Toutefois, la Cour a considéré que le propriétaire ne pouvait pas être autorisé à détruire un bâtiment « dans un délai tel que le public n’ait pas eu le temps de découvrir l’œuvre » ou que « la décision n’ait aucun motif légitime et s’apparente à un abus du droit de propriété »[7].

En conclusion, il résulte de cette jurisprudence constante que pour s’opposer à la destruction de son œuvre préexistante ou obtenir réparation du préjudice né de cette destruction sur le fondement de son droit moral d’auteur, l’architecte premier devra établir l’originalité de son œuvre, caractériser l’atteinte à son droit moral, mais également démontrer que la décision de démolir est brutale, abusive et disproportionnée au regard d’un projet architectural ou urbanistique inapproprié.

Ses opposants devront non seulement contester l’atteinte au droit moral, mais également démontrer l’inadaptation de la construction au regard des normes et des besoins actuels qui commandent de reconstruire la ville… et repenser l’espace !

Autant d’éléments qui feront l’objet d’une stricte appréciation par des juges du fond.

Outre le droit d’auteur, le droit du patrimoine culturel et le droit administratif offrent d’intéressants outils pour permettre de sauvegarder le patrimoine bâti existant que nous aborderons succinctement, sans pour autant prétendre à l’exhaustivité, ces sujets riches et complexes commandant que leur soient consacrés des articles dédiés.

Droit du patrimoine culturel : classer pour moins détruire

Un outil juridique apprécié par les chevaliers du bâti concerne le droit du patrimoine culturel, et plus précisément les lois protégeant les monuments historiques, aujourd’hui codifiées dans le Code du patrimoine et abondamment mises en avant pour éviter les destructions.

Le Code du patrimoine accorde en effet une protection toute particulière aux immeubles protégés au titre des monuments historiques, classés ou simplement inscrits : leurs propriétaires ne peuvent y effectuer aucune modification sans déclaration ou autorisation de l’autorité administrative compétente, selon les cas de figure (articles L.621-9 et L.621-27 du Code du patrimoine).

On parle alors de « servitude d’utilité publique », la protection au titre des monuments historiques consistant en une « limitation administrative au droit de propriété dans un but d’utilité publique : le propriétaire d’un bien protégé a la responsabilité de sa conservation mais ne peut disposer librement de celui-ci »[8].

Il en est de même pour les abords du bâtiment protégé, c’est-à-dire le périmètre délimité par l’autorité administrative ou, à défaut, le champ de visibilité de 500 mètres autour du bâtiment protégé, et ce pour en garantir la conservation ou la mise en valeur.

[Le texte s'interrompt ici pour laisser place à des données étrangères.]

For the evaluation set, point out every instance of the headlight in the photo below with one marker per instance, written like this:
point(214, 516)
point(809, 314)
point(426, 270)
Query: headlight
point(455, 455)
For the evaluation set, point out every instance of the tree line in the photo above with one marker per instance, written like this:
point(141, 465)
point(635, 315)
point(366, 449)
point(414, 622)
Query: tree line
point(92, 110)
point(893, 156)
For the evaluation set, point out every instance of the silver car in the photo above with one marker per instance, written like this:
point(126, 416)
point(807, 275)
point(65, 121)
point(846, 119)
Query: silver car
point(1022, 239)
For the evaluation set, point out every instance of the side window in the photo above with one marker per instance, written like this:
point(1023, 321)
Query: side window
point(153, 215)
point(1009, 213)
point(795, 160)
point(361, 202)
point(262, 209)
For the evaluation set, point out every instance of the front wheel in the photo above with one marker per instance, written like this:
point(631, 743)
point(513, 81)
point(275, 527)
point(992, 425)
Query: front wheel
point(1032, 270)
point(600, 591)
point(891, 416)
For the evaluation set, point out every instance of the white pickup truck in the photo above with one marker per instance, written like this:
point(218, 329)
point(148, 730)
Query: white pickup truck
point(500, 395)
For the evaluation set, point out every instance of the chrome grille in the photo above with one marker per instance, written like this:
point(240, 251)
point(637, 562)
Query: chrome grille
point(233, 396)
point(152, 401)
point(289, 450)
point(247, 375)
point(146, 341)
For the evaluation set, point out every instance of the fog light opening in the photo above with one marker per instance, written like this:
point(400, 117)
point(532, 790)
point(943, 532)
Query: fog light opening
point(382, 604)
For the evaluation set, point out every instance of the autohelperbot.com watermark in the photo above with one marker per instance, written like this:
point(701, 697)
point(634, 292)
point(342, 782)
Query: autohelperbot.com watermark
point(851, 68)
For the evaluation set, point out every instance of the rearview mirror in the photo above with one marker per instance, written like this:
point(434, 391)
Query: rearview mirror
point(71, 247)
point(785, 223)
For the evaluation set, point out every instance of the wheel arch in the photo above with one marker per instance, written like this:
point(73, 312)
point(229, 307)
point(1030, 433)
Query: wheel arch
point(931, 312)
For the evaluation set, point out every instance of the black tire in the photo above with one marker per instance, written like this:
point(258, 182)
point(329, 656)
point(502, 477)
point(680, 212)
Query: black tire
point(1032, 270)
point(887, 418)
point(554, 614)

L’initiative du classement ou de l’inscription de l’immeuble au titre des monuments historiques (selon l’intérêt patrimonial du bien) peut résulter des services de l’Etat, du propriétaire du bâtiment ou de toute personne y ayant intérêt (association de défense du patrimoine par exemple).

Ainsi, alors que le droit de s’opposer à la destruction d’un bâtiment sur le fondement du Code de la propriété intellectuelle est réservé à l’architecte et à ses ayants droit, les outils de sauvegarde du patrimoine offerts par le Code du patrimoine ont une vocation nettement plus générale.

L’intervention du Ministère de la culture au titre de la procédure d’urgence prévue à l’article L. 621-7 du Code du patrimoine, qui permet de placer provisoirement un immeuble présentant un intérêt patrimonial et dont la conservation est menacée, sous le régime du classement pendant douze mois, peut être salutaire et faire échec, au moins provisoirement, à la décision de destruction d’un bâtiment.

Outre le droit du patrimoine, le droit de l’urbanisme peut également offrir de voies de recours intéressantes contre des projets de démolition réalisés en infraction aux textes en vigueur, mais également contre des permis de démolir délivrés par l’administration.

À Autun (71), différentes parties du Lycée Bonaparte ont été protégées au titre des Monuments Historiques entre 1943 et 2021. © MarcJP46 on Wikimedia Commons

 

Droit de l’urbanisme : qui a voix au recours contre un permis de démolir ?

Certains projets de démolition sont soumis à l’obtention d’une autorisation d’urbanisme, dès lors, par exemple, que le bâtiment est situé dans le périmètre d’un site patrimonial remarquable classé, aux abords des monuments historiques ou inscrits au titre des monuments historiques, ou qu’il est situé dans un secteur où un tel permis est obligatoire (articles R*421-27 et -28 du Code de l’urbanisme).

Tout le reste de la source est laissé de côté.